Hey hey :slight_smile:

Thank you @calebdoxsey for answering so many of the questions! That helped me get a grip of things.

Since I have my whole entire infra (both local and a remote VPS), all I really need is “Core”.

For Pomerium Zero you can only have 1 custom domain.

Then I would assume, since Core is not the SaaS offering, this restriction does not apply?

The helm chart is deprecated.

Oh, okay - thanks! :slight_smile: I can make Kustomize work - worst case, I just set up my own Helm chart in the long run.

We do not have a RISC-V build of Pomerium and have never attempted to do this. It would first require a build of Envoy for RISC-V and I’m not sure if this is possible.

I see! So, if I get Envoy to build on RISC-V, which repository would I go for to attempt a RISC-V build of Pomerium Core then?

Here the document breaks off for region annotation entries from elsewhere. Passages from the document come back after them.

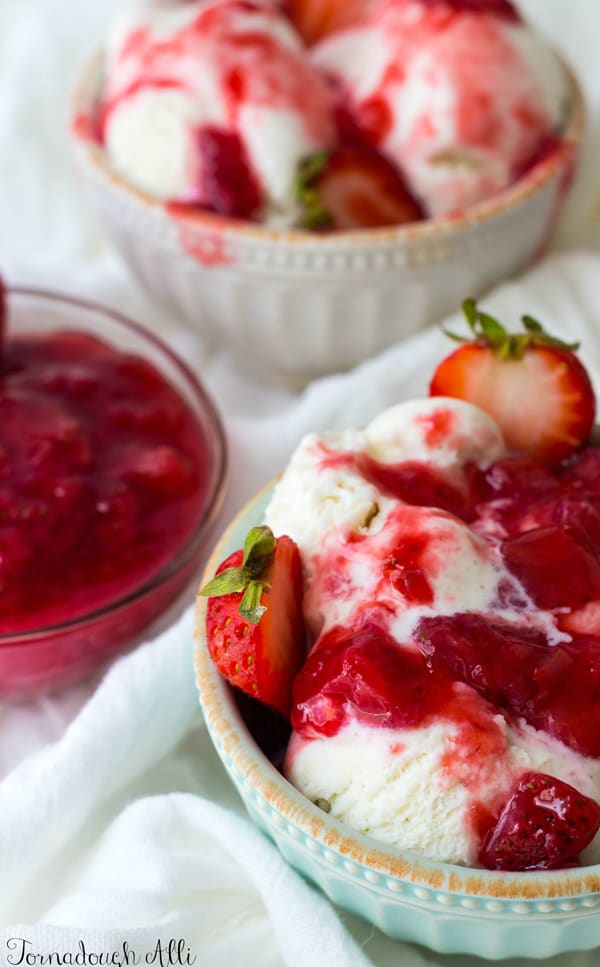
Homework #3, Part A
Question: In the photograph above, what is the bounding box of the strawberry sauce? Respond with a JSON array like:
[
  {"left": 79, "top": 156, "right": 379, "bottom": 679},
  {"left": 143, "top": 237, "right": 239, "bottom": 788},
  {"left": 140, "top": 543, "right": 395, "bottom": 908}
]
[
  {"left": 0, "top": 331, "right": 211, "bottom": 635},
  {"left": 293, "top": 449, "right": 600, "bottom": 759}
]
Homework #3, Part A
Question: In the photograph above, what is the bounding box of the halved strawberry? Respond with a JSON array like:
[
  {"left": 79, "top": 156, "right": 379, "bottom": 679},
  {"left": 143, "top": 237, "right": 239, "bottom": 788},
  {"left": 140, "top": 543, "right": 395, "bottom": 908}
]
[
  {"left": 429, "top": 299, "right": 596, "bottom": 465},
  {"left": 297, "top": 144, "right": 424, "bottom": 229},
  {"left": 284, "top": 0, "right": 372, "bottom": 44},
  {"left": 200, "top": 527, "right": 305, "bottom": 716},
  {"left": 479, "top": 772, "right": 600, "bottom": 871}
]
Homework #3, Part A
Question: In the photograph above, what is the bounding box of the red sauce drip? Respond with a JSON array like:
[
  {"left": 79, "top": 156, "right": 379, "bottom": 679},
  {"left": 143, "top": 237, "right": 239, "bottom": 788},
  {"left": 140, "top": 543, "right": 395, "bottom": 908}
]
[
  {"left": 197, "top": 127, "right": 262, "bottom": 220},
  {"left": 0, "top": 331, "right": 210, "bottom": 633},
  {"left": 292, "top": 620, "right": 449, "bottom": 738},
  {"left": 296, "top": 449, "right": 600, "bottom": 764}
]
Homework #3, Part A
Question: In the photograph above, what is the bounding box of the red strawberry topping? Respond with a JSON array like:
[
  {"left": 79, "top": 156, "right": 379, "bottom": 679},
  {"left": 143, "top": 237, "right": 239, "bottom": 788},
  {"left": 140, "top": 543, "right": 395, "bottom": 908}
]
[
  {"left": 285, "top": 0, "right": 372, "bottom": 44},
  {"left": 479, "top": 772, "right": 600, "bottom": 871},
  {"left": 298, "top": 144, "right": 424, "bottom": 230},
  {"left": 198, "top": 127, "right": 262, "bottom": 219},
  {"left": 200, "top": 527, "right": 305, "bottom": 715},
  {"left": 429, "top": 299, "right": 596, "bottom": 465}
]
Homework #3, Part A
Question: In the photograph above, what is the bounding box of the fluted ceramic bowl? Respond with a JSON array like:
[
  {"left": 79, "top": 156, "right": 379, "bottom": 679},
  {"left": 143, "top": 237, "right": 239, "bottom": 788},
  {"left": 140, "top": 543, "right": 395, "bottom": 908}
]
[
  {"left": 72, "top": 57, "right": 584, "bottom": 386},
  {"left": 195, "top": 486, "right": 600, "bottom": 960}
]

Since I plan to essentially host my own CI/CD server, I don’t mind setting this up - if only to see if it builds or not.

Thanks again for all the info! Will dig more into the docs for now - but I think I got the gist of it. Stick to Core and most of the restrictions on the pricing does not apply, since I do not use the Saas - Zero - offering.

Hi @IngwiePhoenix,

To answer your follow-up questions:

Then I would assume, since Core is not the SaaS offering, this restriction does not apply?

That’s correct, there are no inherent limits on how you can configure the open-source Pomerium Core. As long as you have can point your DNS records at your Pomerium instance and configure Pomerium with appropriate TLS certificates, you can use any route domains you like.

So, if I get Envoy to build on RISC-V, which repository would I go for to attempt a RISC-V build of Pomerium Core then?

If you want to attempt this, you can start here: GitHub - pomerium/envoy-custom. Pomerium uses a few custom Envoy extensions, and this repo contains the source code for these extensions. I would install bazelisk if you don’t have Bazel already, then clone that repo and attempt to run bazel build envoy.

If you succeed in building Envoy for RISC-V, then next you’ll want to build Pomerium Core from the GitHub - pomerium/pomerium: Pomerium is an identity and context-aware access proxy. repo. To embed your custom Envoy build, you’ll want to copy your binary to the pkg/envoy/files directory and add a files_linux_riscv64.go file there (you can follow pomerium/pkg/envoy/files/files_linux_amd64.go at main · pomerium/pomerium · GitHub as an example). You’ll need to add a checksum and version file as well. You can also remove the get-envoy target from the Makefile, as you won’t need to fetch any of the arm64 or amd64 binaries.

If you do get it working please let us know. Best of luck!